July 13, 2012

0276 ITALY - The 150th anniversary of the Italian unification


On March 17, 1861, the Parliament met at Turin proclaimed the Kingdom of Italy, formed by merging the Kingdom of Piedmont-Sardinia, the United Provinces of Central Italy, and the Kingdom of the Two Sicilies, with Victor Emmanuel II of Piedmont-Sardinia as king. Ten days after, Rome was declared Capital of Italy, even though it was not actually in the new Kingdom. The territories that remained unintegrated, the Kingdom of Lombardy-Venetia (found under Austrian rule) and the Papal State (reduced to Latium), will be annexed several years later, in 1866, respectively 1870, and Trieste and Trentino-Alto Adige / Südtirol only in 1919.

Il Risorgimento (the Resurgence), the movement that had as finality the unification of Italy, was part of a much larger movement, practically started with the Revolutions of 1848, and ending with the birth of several European countries, such as the German Empire (1871), or the Romanian United Principalities (1859, transformed in the Kingdom of Romania in 1881).

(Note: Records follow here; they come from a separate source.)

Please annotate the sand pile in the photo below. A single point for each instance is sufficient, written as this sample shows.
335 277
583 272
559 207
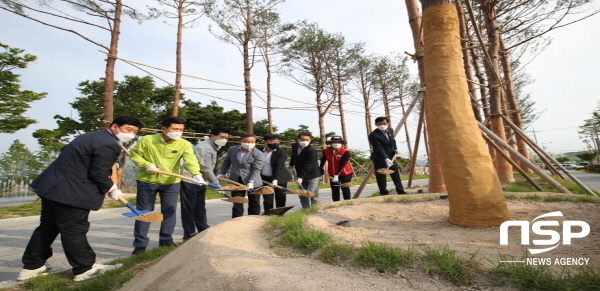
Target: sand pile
235 254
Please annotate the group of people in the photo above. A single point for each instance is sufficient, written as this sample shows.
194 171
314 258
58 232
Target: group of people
77 181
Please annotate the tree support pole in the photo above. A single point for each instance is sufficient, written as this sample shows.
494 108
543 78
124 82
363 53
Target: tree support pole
413 160
515 165
474 191
520 132
531 165
398 127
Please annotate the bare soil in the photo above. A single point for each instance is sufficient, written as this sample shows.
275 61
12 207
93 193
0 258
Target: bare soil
238 254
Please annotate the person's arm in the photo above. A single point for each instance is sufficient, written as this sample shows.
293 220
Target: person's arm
259 162
136 154
343 161
279 163
207 162
103 158
377 146
190 161
226 163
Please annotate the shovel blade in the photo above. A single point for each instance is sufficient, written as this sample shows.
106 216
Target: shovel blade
133 214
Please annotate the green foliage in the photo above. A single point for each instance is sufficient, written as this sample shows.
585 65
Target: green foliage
19 163
446 263
14 101
337 252
383 257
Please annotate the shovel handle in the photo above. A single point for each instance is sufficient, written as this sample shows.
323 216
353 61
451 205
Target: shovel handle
131 207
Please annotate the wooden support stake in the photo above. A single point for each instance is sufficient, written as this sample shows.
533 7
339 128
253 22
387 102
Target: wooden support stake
521 133
413 160
531 165
515 165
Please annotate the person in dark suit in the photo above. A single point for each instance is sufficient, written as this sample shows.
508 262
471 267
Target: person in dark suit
246 163
70 187
306 162
384 148
274 171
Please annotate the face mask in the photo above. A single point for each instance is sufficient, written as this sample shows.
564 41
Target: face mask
220 142
125 137
174 135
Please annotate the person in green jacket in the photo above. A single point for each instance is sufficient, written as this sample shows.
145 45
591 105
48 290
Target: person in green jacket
162 151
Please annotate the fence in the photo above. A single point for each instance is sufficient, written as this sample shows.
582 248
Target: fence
15 193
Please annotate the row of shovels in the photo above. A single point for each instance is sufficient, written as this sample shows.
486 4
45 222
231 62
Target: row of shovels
154 216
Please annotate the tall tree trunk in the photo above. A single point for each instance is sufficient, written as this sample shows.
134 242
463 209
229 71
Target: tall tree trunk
269 108
436 179
247 68
464 37
513 105
178 58
474 191
503 167
406 127
109 79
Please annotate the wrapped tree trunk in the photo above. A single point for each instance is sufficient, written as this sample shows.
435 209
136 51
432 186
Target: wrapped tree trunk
436 179
474 191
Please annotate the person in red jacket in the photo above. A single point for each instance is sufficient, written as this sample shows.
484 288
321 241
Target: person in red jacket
338 166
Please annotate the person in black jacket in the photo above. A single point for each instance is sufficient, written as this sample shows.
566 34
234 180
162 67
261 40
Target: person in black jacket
75 183
274 171
384 148
306 162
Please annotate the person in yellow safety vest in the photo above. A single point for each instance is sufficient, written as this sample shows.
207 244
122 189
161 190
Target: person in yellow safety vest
338 166
162 151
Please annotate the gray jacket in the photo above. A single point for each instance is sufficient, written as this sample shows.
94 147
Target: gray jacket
248 169
206 152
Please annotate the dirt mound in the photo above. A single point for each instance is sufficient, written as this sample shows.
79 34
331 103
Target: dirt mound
235 254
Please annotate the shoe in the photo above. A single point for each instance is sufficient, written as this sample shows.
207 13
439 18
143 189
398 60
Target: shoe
96 270
26 274
188 236
138 250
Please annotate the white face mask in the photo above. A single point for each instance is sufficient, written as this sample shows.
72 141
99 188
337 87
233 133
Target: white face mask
125 137
220 142
174 135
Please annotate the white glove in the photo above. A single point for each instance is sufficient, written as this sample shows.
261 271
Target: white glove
115 194
199 179
151 167
389 162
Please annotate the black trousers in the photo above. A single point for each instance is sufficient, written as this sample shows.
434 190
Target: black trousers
335 190
72 224
382 183
253 203
193 208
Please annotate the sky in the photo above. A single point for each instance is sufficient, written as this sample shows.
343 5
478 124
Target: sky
565 73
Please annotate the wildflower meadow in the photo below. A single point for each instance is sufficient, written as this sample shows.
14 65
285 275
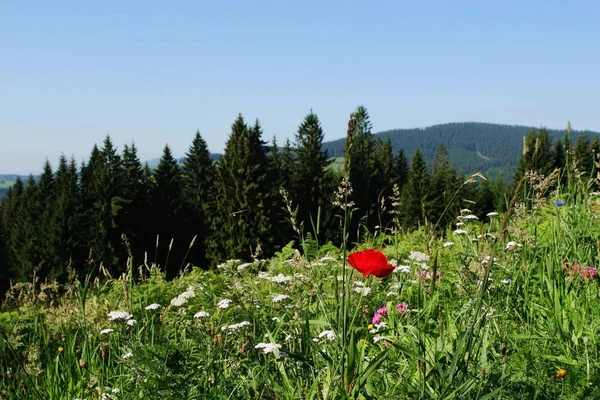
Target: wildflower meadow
500 308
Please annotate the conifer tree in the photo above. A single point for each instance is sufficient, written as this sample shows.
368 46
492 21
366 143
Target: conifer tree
63 213
401 169
135 219
309 173
241 223
583 158
415 192
168 211
383 180
198 187
359 168
442 205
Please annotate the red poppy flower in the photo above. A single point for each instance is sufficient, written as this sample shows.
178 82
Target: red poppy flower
371 262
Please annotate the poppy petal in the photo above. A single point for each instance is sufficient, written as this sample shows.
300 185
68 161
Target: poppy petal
371 262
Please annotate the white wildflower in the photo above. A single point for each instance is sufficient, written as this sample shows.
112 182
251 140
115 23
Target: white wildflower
280 297
329 335
418 256
402 268
119 316
244 266
201 314
224 303
281 278
268 347
327 259
363 291
235 327
512 245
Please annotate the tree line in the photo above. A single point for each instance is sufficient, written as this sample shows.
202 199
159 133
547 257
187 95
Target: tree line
247 205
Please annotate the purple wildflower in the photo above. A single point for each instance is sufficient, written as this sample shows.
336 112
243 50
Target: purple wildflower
402 307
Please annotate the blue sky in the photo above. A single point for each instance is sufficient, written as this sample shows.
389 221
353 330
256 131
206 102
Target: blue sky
154 72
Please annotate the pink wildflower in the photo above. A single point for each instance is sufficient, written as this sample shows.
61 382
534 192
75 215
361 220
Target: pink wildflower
378 314
402 307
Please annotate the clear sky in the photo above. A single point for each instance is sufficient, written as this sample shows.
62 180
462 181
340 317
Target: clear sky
154 72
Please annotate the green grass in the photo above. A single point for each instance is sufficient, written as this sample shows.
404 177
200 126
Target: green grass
481 330
6 184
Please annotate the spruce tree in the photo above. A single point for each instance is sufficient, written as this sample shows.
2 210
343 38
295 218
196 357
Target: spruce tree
241 223
310 172
401 169
583 157
168 203
382 180
359 168
415 192
442 205
198 197
64 215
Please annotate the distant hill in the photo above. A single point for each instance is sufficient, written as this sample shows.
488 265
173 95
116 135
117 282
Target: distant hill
473 146
154 161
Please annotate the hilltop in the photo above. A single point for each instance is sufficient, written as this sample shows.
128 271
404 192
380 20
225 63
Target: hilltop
472 146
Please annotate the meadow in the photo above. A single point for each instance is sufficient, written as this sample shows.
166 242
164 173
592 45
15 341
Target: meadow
500 308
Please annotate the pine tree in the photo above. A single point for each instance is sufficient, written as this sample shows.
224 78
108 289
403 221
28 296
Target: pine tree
383 180
64 216
309 174
241 223
442 205
583 157
401 169
359 168
415 192
168 203
198 196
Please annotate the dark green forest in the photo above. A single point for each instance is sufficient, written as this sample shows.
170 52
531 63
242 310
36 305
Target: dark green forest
492 149
259 196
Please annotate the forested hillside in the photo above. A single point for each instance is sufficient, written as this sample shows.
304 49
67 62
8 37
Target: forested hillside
472 146
258 197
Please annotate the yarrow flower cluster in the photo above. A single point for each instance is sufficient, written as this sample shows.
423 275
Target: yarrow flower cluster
119 316
201 314
378 315
512 246
418 256
268 347
224 303
235 327
183 297
382 312
327 335
363 291
280 297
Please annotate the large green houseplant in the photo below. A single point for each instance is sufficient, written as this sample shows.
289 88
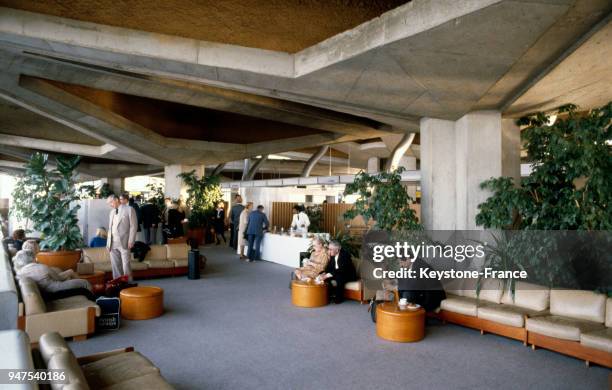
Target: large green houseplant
46 195
565 200
203 195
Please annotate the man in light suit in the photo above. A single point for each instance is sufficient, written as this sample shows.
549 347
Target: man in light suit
122 228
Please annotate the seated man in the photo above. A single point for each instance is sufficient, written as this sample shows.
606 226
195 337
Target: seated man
339 271
316 264
53 282
425 292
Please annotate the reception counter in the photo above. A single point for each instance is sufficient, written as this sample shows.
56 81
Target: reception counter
285 249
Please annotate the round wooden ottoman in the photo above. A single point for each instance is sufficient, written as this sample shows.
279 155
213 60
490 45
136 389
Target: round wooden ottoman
308 294
142 303
395 324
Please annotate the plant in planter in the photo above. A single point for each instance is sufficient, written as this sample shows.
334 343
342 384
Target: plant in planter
568 189
47 197
203 194
383 198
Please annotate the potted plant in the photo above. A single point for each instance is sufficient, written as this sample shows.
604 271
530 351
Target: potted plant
46 195
203 194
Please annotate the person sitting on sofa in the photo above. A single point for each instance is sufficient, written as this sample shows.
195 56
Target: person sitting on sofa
339 271
16 241
53 282
316 264
99 241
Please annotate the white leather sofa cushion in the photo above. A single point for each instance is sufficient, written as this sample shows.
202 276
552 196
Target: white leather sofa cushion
138 266
117 368
150 382
67 362
104 267
71 303
50 344
528 295
578 304
33 301
505 314
453 286
177 251
491 290
157 252
181 263
16 355
159 263
601 339
462 305
96 255
561 327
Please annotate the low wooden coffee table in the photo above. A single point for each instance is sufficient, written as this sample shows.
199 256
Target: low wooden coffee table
308 294
96 278
402 326
142 303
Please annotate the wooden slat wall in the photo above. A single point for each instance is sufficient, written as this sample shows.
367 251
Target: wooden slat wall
282 214
333 219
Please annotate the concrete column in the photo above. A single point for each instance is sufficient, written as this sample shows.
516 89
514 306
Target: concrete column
373 165
116 184
456 157
437 174
174 187
409 163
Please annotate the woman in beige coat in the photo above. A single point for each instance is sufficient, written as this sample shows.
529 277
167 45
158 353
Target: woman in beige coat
317 262
244 219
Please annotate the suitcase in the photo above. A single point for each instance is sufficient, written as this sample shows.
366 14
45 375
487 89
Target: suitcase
110 308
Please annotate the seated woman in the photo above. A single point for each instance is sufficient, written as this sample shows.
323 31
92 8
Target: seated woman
317 262
99 241
53 282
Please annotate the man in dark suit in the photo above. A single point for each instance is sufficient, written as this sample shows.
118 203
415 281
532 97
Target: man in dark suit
234 219
258 222
426 292
339 271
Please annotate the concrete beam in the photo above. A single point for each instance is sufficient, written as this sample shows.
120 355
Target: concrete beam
255 167
314 160
207 96
55 146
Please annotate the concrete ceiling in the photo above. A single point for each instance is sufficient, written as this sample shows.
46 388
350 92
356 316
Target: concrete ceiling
152 99
280 25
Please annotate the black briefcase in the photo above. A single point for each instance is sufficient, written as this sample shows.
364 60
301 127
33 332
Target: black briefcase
110 308
194 264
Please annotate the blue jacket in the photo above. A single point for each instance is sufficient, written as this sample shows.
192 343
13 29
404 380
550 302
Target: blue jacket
257 222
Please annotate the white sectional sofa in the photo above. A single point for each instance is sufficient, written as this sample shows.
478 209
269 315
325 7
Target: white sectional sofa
71 317
573 322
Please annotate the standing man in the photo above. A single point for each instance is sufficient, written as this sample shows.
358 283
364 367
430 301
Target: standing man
150 220
122 230
339 271
258 222
234 219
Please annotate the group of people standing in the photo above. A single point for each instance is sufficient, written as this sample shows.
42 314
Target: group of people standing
247 228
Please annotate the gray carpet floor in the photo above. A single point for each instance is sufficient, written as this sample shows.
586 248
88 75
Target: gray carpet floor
236 329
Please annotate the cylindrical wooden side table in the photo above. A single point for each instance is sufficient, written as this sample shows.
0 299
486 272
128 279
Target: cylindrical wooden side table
401 325
142 303
308 294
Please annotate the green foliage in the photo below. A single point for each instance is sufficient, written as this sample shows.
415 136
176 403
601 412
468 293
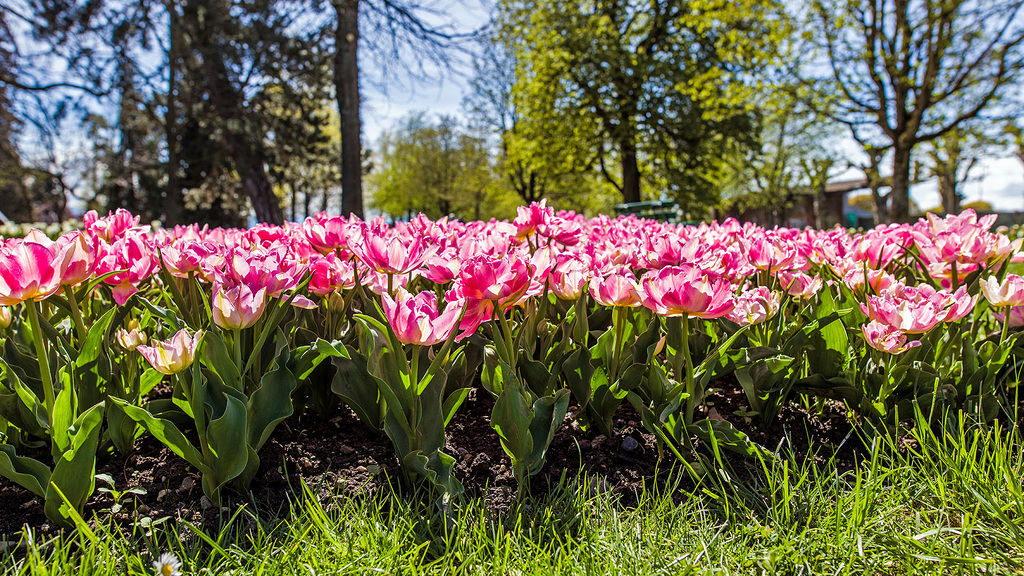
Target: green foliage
648 96
438 168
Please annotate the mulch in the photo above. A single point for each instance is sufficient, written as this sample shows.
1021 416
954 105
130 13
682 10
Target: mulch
340 455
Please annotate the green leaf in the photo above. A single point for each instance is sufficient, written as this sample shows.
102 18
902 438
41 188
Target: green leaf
94 340
226 438
722 433
148 380
27 472
217 358
511 418
166 432
357 387
548 415
579 371
453 402
271 402
28 398
73 472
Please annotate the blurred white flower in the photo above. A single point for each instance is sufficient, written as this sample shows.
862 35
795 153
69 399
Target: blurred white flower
167 565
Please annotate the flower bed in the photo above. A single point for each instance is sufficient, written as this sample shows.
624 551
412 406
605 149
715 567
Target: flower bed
206 340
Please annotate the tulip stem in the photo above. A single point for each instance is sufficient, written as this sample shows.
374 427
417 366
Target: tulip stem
619 325
690 384
41 357
237 344
76 315
508 337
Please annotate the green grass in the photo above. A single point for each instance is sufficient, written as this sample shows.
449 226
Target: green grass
950 503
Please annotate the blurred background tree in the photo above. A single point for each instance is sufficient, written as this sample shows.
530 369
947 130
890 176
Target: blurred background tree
221 112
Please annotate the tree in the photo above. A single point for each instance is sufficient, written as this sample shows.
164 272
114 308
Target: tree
395 33
534 173
438 169
794 156
906 72
638 91
952 156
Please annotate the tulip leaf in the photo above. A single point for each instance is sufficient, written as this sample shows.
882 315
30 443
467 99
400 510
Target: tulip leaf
75 469
217 358
122 429
722 433
579 372
226 438
548 413
94 340
357 387
453 402
65 407
148 380
307 360
166 432
271 402
437 468
27 472
166 315
511 418
28 398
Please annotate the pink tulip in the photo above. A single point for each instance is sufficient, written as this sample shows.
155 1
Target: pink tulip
755 306
569 277
131 338
879 281
529 217
111 228
771 253
799 284
391 253
81 259
330 275
329 234
1016 317
30 271
442 268
171 357
687 290
238 307
415 319
132 258
887 338
501 281
617 289
1008 293
186 257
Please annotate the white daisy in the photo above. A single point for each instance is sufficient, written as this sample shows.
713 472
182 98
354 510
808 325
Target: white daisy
167 565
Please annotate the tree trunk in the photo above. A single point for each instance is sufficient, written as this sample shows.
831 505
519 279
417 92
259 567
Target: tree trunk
631 171
899 210
244 149
947 190
346 83
172 196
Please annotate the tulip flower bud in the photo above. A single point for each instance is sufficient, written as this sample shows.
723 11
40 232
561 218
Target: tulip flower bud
238 307
131 338
172 356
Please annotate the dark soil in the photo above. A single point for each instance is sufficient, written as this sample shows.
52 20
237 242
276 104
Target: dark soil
341 455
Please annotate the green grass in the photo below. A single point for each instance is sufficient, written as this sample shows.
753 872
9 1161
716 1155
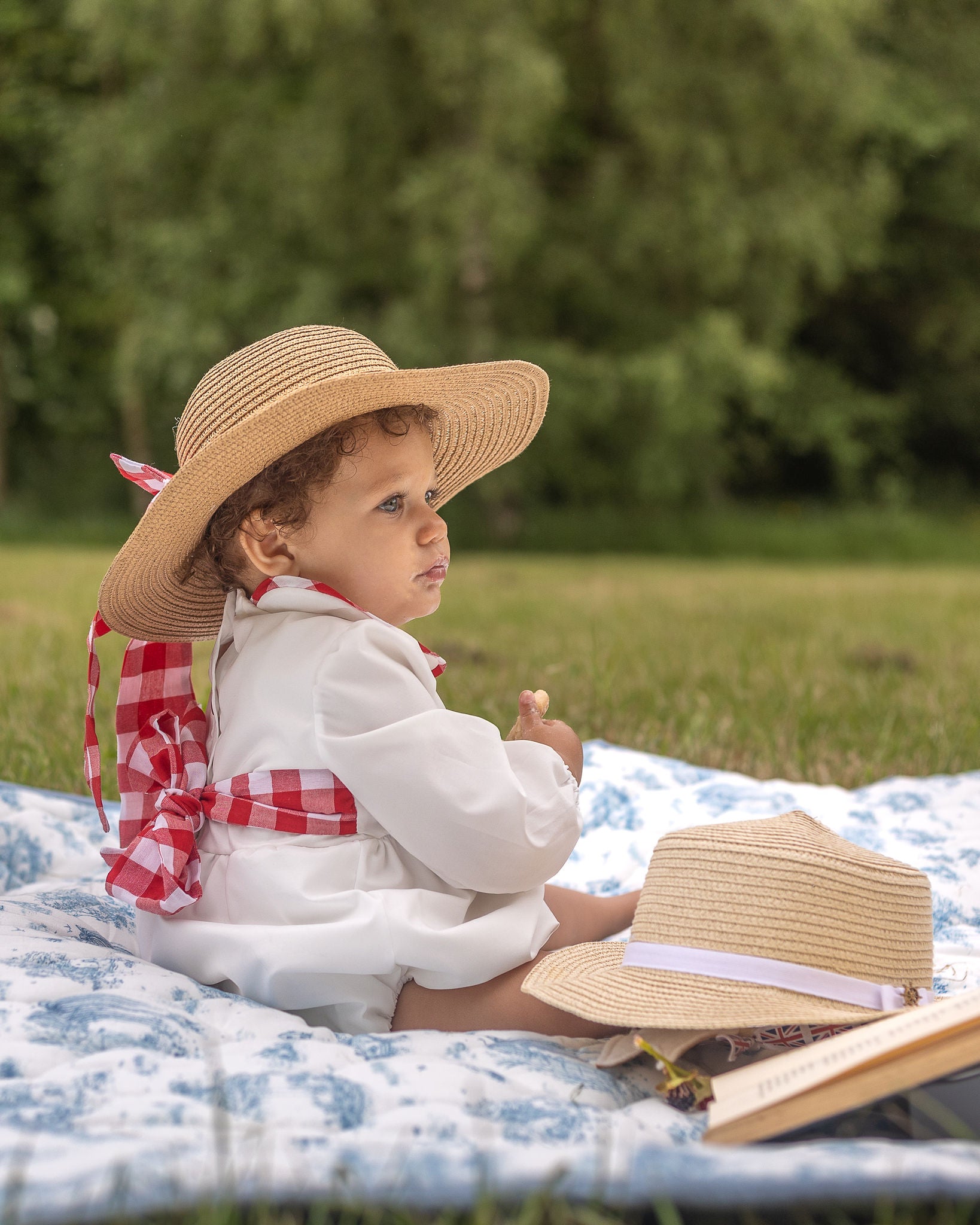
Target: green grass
781 532
827 673
824 673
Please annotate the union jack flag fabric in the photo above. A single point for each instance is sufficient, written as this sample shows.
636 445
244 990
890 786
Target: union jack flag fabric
162 767
780 1038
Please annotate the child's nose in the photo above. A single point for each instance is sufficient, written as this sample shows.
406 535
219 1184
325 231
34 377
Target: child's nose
434 528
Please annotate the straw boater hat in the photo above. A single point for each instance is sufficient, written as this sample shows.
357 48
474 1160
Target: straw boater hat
265 400
755 924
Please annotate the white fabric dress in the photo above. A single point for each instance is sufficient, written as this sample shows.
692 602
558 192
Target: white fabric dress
457 830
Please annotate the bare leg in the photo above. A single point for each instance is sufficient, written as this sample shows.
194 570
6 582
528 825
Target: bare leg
583 918
500 1004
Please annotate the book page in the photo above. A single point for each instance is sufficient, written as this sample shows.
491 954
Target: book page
775 1080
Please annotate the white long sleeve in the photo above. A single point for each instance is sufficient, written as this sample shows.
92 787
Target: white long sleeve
443 881
483 813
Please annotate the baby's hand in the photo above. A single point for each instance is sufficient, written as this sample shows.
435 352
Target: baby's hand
548 732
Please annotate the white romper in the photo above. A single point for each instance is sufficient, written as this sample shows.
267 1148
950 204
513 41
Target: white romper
457 830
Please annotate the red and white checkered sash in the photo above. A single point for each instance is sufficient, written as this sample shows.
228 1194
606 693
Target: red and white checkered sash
162 763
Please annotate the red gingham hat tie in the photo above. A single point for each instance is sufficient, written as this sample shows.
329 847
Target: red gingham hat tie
162 764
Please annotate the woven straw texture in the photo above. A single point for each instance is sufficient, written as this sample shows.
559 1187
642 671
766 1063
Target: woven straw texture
267 398
783 887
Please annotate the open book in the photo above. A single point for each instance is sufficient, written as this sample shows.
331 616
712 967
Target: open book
839 1074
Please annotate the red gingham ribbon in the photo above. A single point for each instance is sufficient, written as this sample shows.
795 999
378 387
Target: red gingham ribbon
162 764
142 474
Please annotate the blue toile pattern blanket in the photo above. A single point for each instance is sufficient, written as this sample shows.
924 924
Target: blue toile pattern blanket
125 1088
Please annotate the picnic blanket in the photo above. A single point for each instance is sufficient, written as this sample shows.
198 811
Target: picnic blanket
125 1088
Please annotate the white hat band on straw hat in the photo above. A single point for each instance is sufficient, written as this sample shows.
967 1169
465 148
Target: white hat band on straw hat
769 973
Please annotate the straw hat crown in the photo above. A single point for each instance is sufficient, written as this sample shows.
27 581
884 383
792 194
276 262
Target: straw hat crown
784 888
792 889
246 381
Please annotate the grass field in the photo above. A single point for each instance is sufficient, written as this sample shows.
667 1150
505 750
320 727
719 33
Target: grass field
826 673
823 673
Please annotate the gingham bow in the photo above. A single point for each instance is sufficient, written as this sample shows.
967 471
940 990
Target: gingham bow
142 474
162 764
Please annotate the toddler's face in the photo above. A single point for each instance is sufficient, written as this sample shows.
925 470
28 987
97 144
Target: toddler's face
372 534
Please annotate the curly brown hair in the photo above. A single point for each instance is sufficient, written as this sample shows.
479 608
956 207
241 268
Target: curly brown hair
283 492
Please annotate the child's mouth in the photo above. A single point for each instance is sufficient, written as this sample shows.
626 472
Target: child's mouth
436 572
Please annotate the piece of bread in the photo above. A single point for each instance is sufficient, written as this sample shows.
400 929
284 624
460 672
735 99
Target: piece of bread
542 701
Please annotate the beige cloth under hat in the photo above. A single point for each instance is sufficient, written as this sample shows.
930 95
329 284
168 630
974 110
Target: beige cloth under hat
270 397
783 888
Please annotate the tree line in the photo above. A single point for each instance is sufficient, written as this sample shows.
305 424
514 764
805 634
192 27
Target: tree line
741 236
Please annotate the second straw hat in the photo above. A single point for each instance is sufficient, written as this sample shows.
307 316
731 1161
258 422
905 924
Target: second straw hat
763 923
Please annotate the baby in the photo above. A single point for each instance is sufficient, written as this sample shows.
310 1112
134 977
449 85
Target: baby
330 839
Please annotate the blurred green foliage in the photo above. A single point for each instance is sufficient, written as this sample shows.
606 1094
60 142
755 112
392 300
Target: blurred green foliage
742 238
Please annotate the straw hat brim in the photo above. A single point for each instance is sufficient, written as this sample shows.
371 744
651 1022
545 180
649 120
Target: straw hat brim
591 982
488 413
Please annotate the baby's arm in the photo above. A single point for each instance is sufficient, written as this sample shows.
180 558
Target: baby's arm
532 726
483 813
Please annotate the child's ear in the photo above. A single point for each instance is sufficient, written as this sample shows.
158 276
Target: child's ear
266 547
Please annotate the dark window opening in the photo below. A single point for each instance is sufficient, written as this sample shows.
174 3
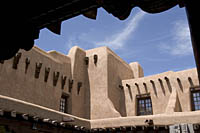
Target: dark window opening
63 104
144 105
195 98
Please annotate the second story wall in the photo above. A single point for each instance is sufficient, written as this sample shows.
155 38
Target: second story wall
25 79
169 91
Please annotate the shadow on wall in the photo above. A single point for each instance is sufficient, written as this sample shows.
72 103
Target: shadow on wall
117 96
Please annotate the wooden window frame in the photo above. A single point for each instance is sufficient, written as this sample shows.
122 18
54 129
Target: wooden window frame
194 89
64 108
144 98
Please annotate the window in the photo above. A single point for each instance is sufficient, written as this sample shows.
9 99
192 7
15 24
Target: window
63 104
195 95
144 105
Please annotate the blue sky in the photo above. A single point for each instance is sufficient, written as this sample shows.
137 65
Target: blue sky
159 42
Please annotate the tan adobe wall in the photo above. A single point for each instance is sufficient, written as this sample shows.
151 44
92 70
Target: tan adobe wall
99 89
104 78
167 97
80 96
21 83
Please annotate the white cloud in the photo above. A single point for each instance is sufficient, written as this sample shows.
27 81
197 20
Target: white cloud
119 39
181 45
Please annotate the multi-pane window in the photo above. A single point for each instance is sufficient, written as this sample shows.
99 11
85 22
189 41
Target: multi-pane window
144 106
195 95
63 104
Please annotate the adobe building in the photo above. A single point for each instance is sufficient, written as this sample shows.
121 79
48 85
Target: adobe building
94 91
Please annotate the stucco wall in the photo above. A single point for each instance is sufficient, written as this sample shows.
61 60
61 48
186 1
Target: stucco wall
101 106
24 86
166 96
80 96
104 90
118 70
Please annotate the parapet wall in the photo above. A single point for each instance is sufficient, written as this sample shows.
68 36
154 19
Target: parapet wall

The creation of the Kingdom of Italy was the result of efforts by Italian nationalists (as Giuseppe Mazzini and Giuseppe Garibaldi) and monarchists loyal to the House of Savoy (as Count Cavour), and was achieved more by military actions than by diplomacy, in three main stages: the First Italian War of Independence (1848-1849, between the Kingdom of Sardinia and the Austrian Empire), the Second Italian War of Independence (1859, the Second French Empire and the Kingdom of Sardinia against the Austrian Empire), and the Third Italian War of Independence (between the Kingdom of Italy and the Austrian Empire).

About the uniform I can't say to much, except that the red shirts (camicie rosse) were started by Giuseppe Garibaldi, and the "French" pattern kepi was very usual in that time, both in Europe and the United States.

The first stamp is part of a definitive set depicting Donna nell'arte (Women in Art), about wich I wrote here.


The second is a commemorative one, issued on July 2, 2010 and designed by Silvia Isola, to commemorate the 100th Anniversary of the death of Giovanni Virginio Schiaparelli, the Italian astronomer who contributed to the research on Planet Mars an was famous for the so-called "canals" on the red planet.